Beberapa hari lalu saya baru baca buku klasik karangan virginia woolf, judulnya To The Lighthouse yang menceritakan tentang sebuah keluarga, seorang perempuan pelukis dan seorang penjaga menara mercu suar (light house).
Anak lelaki di keluarga itu ingin sekali ke menara mercusuar yang terletak di suatu pulau tidak jauh dari pantai tempat rumahnya berada, tapi ayahnya melarang karena yakin keesokan hari cuaca tidak bagus untuk melaut. Keinginan berkunjung ke mercusuar tertunda karena pecah perang dunia. Beberapa tahun kemudian, setelah anak lelaki itu dewasa, setelah perang dunia berakhir, setelah ibu mereka meninggal dunia tiba-tiba dalam tidurnya, sekeluarga mereka mengunjungi mercusuar itu.

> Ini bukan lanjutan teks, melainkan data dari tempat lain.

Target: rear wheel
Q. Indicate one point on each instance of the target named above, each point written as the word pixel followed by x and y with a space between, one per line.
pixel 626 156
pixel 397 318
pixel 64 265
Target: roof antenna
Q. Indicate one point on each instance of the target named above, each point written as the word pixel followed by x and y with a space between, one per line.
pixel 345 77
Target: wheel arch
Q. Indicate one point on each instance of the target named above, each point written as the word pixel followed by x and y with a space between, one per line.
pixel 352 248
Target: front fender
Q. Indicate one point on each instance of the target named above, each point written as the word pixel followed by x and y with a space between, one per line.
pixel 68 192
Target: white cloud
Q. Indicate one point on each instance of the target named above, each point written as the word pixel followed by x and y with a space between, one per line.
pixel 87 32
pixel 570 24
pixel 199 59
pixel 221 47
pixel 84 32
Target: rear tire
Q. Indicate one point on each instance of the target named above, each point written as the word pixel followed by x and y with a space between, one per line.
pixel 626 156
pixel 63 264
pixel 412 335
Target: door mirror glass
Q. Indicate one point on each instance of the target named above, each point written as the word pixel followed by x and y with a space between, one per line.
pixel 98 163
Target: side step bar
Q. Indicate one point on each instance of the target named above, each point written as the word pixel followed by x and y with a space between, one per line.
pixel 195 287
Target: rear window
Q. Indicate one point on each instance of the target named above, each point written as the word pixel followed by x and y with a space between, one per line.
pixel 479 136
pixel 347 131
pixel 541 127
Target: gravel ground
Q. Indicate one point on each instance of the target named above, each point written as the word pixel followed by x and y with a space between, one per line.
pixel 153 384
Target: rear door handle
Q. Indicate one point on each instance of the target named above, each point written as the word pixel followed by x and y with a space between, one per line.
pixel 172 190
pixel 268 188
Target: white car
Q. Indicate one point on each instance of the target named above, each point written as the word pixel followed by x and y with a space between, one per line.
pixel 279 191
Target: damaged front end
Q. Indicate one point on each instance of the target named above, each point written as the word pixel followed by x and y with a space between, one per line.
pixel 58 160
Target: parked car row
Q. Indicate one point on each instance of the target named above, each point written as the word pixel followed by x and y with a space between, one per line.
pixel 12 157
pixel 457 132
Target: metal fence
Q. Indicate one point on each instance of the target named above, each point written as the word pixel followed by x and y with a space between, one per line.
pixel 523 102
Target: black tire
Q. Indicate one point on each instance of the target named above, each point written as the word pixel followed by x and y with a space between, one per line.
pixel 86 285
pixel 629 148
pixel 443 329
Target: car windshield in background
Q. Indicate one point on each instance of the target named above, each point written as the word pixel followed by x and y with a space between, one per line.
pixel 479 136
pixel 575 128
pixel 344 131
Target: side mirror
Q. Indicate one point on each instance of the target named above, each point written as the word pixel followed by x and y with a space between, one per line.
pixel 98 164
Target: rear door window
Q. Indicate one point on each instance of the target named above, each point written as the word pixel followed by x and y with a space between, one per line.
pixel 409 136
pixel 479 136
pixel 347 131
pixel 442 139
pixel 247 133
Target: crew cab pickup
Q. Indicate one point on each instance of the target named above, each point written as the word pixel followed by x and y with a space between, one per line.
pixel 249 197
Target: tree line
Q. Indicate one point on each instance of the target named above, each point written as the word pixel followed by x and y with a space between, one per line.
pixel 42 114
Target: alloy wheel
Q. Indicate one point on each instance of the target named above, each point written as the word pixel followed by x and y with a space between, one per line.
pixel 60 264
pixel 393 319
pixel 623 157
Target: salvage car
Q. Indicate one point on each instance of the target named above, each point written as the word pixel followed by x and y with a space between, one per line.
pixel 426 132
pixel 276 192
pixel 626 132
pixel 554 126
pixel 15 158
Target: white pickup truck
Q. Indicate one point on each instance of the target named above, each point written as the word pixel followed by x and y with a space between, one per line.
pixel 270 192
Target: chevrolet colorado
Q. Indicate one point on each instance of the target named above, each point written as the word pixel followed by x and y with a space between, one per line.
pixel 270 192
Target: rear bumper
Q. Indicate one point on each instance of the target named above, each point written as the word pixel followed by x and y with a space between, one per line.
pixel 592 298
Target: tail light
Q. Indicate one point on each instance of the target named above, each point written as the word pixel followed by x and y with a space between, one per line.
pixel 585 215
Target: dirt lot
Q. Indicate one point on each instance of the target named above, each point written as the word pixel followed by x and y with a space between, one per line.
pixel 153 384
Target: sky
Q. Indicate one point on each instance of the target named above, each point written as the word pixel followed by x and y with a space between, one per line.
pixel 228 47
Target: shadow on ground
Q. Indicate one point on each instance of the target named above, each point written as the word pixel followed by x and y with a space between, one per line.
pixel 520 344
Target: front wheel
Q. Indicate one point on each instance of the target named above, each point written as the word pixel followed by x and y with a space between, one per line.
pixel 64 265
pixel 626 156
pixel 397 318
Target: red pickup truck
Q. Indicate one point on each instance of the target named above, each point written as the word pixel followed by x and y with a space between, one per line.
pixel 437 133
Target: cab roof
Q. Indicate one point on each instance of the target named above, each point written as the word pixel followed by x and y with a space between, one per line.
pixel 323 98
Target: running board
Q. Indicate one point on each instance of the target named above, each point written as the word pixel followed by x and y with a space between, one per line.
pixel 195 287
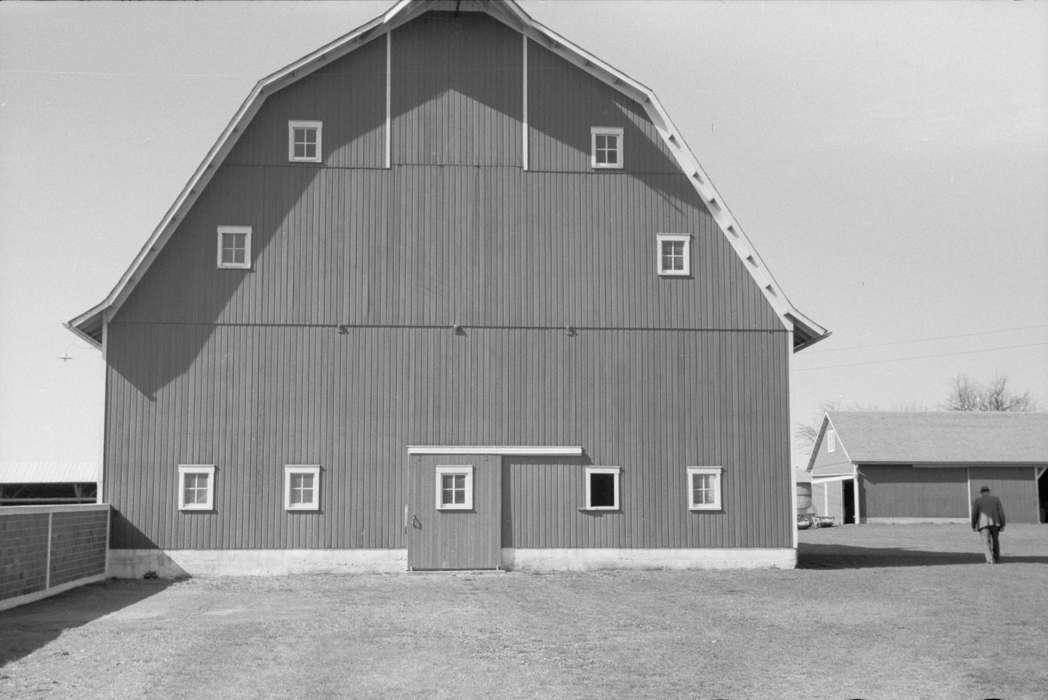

Saya jadi ingat perjalanan saya menuju menara mercusuar di Belitung yang terletak di Pulau Lengkuas.
Waktu itu bulan november. Sedari pagi rombongan sudah tiba di dermaga untuk island hoping dan snorkeling, menunggu. Hujan deras disertai angin kencang menyerbu pulau kecil ini tanpa ampun. Awan hitam tebal yang berarak di atas langit nyaris memupuskan harapan kita untuk menjelajah laut.
Saya sudah menghabiskan sepiring indomie rebus ketika hujan mulai reda. Kami langsung diarak oleh pemandu menuju ke perahu kayu yang disewa untuk island hopping. Dua perahu untuk satu rombongan kita. Masing-masing membawa pelampung & peralatan snorkeling, kemudian melompat masuk ke dalam perahu.
Seharian hujan hampir tidak berhenti, tapi sudah tidak deras seperti pagi hari nya. Di spot snorkeling pertama saya menceburkan diri ke laut tidak pakai tes arus dulu sebelumnya, ternyata saya langsung terbawa arus menjauh dari perahu. Setengah mati saya berusaha berenang melawan arus mendekati perahu lagi, yang ada langsung ngos-ngosan. Waktu ke Belitung itu saya lagi ada di puncak berat badan paling tinggi dalam hidup saya, lagi gendut-gendutnya.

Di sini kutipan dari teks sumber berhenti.